Pada ayat ini pula Allah menyebutkan wanita secara khusus sebagai peringatan terhadap kebiasaan tercela kaum wanita dalam bergaul. Terdapat riwayat yang melatarbelakangi turunnya ayat ini ialah berkenaan dengan kisah Shafiyah binti Huyay bin Akhtab yang pernah datang menghadap Rasulullah saw dan melaporkan bahwa beberapa wanita di Madinah pernah menegur dia dengan kata-kata yang menyakitkan hati, seperti: “Hai perempuan Yahudi,Keturunan Yahudi dan sebagainya”, sehingga Nabi saw bersabda kepadanya, “Mengapa tidak engkau jawab saja, ayahku Nabi Harun, pamanku Nabi Musa, dan suamiku adalah Muhammad.”
Dalam ayat 10 Allah SWT memperingatkan kaum mukmin supaya jangan saling mengolokkan karena boleh jadi kaum yang diperolok-olokkan pada sisi Allah jauh lebih mulia dan terhormat dari mereka yang mengolok-olokkan dan kaum wanita pun jangan saling mengolokkan karena boleh jadi wanita yang diperolok-olokkan pada sisi Allah lebih baik dari wanita yang mengolok-olokkan.Kemudian Allah SWT melarang kaum mukmin mencela diri mereka sendiri karena mereka bagaikan satu tubuh yang diikat dengan persatuan.
Dilarang pula panggil-memanggil dengan gelar yang buruk seperti panggilan kepada seseorang yang sudah beriman dengan kata-kata : hai fasik,kafir,dsb. Panggilan yang buruk dilarang diucapkan karena gelar-gelar buruk itu dapat mengingatkan kefasikan setelah beriman. Barang siapa tidak bertaubat dari memanggil dengan gelar-gelar buruk maka akan menerima konsekuensi dari Allah berupa azab pada Hari Kiamat.
Dalam ayat 12 Allah SWT memberi peringatan kepada orang-orang yang beriman, supaya mereka menjauhkan diri dari su’uzhan / prasangka buruk terhadap orang-orang beriman. Jika mereka mendengar sebuah kalimat yang keluar dari saudaranya yang mukmin maka kalimat itu harus diberi tanggapan dan ditujukan kepada pengertian yang baik, jangan sampai timbul salh paham, apalagi menyelewengkannya sehingga menimbulkan fitnah dan prasangka. Kemudian Allah SWT menerangkan penyebab wajibnya orang mukmin menjauhkan diri dari prasangka yaitu karena sebagian prasangka itu mengandung dosa.

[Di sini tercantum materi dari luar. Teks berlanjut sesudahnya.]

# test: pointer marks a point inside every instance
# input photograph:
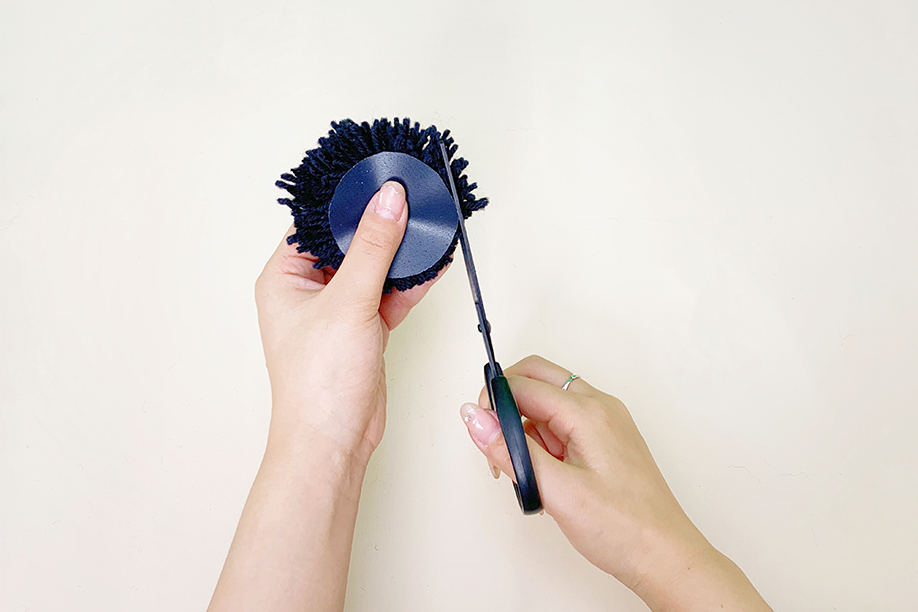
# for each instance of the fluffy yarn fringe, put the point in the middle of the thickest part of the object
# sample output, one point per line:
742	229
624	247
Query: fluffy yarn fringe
312	184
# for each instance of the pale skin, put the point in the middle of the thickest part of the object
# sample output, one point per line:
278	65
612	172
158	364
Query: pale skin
324	335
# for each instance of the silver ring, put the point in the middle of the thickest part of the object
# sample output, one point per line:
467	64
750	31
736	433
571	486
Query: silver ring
569	381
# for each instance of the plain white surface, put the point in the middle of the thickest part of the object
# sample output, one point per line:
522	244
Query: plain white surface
709	209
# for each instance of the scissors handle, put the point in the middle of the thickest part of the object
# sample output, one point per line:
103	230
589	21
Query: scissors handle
511	425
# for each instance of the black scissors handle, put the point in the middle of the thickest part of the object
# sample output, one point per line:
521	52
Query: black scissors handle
502	402
511	425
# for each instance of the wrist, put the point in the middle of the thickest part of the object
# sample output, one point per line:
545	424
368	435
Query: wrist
305	454
689	574
677	557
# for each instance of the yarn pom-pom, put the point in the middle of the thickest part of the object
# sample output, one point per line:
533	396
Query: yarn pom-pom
312	184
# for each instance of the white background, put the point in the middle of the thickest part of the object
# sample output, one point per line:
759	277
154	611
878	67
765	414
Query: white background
708	209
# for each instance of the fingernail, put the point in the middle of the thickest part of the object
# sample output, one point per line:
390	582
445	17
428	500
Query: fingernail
482	424
391	201
495	471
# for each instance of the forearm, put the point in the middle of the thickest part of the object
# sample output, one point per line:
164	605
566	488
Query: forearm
293	543
695	576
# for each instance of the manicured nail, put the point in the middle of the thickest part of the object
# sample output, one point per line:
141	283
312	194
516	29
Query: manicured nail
495	471
391	201
482	424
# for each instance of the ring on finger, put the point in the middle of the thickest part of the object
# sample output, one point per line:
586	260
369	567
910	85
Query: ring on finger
569	381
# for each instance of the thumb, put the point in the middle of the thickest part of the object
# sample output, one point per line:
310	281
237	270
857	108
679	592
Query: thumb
484	429
362	274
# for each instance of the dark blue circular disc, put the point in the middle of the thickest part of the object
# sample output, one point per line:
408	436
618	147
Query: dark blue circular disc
432	216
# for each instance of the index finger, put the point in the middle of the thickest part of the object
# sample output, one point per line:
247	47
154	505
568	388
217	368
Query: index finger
544	403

Allah melarang pula ghibah,namimah, dan mencari-cari aib orang lain. Mengenai definisi ghibah, Rasulullah saw bersabda, “Ghibah ialah engkau menceritakan saudaramu tentang sesuatu yang ia benci. “Si penanya kembali bertanya, “Wahai Rasulullah, bagaimana pendapatmu bila yang diceritakannya itu benar ada padanya? “Rasulullah menjawab, “Kalau memang benar ada padanya, itu ghibah namanya. Jika tidak benar engkau berbuat buhtan (dusta).”(HR.Muslim,Tirmizi,Abu Daud, dan Ahmad). Sedangkan namimah dapat dibagi menjadi hamz (mencaci maki) dan lamz (mencela).(QS.Al-Humazah: 1)

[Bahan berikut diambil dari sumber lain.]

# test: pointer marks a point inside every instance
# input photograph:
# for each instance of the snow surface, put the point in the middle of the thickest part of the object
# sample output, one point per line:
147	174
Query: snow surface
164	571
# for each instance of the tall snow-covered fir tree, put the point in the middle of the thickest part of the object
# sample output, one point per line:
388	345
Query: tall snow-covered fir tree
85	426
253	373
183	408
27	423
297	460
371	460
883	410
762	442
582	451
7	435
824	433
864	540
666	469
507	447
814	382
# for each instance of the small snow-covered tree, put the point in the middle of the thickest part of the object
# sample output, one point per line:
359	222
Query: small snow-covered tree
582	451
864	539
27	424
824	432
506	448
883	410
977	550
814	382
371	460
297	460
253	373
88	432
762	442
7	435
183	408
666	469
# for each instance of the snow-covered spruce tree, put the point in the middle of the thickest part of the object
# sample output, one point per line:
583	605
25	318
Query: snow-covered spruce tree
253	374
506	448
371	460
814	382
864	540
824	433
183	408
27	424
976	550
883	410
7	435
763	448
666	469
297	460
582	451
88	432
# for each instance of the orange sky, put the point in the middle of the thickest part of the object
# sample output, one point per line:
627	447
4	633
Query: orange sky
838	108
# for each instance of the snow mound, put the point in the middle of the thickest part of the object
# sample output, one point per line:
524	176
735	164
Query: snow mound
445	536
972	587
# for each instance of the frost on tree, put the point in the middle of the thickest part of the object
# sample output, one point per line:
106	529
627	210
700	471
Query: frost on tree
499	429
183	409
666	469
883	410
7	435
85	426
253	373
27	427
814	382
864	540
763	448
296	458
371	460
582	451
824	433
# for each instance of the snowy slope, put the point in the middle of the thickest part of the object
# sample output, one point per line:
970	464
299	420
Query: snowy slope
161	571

Rasulullah mengecam orang yang suka ghibah dan mencari-cari kesalahan orang. Diriwayatkan oleh Abi Barzah al-Islami, sabda Rasulullah saw, “Wahai orang-orang yang beriman dengan lidahnya, tetapi iman itu belum masuk juga dalam hatinya, jangan sekali-kali kamu berghibah (bergunjing) terhadap kaum muslimin dan jangan sekali-kali mencari noda atau auratnya. Karena barang siapa mencari-cari noda mereka, maka Allah akan membalas pula dengan membuka noda-nodanya. Dan barang siapa yang diketahui kesalahannya oleh Allah, niscaya Dia akan menodai kehormatannya dalam lingkungan keluarganya sendiri.”
Adapun beberapa pengecualian dibolehkannya ghibah adalah sbb:
· Orang yang mazlum (dianiaya) menceritakan keburukan orang yang menzaliminya dalam rangka menuntut haknya.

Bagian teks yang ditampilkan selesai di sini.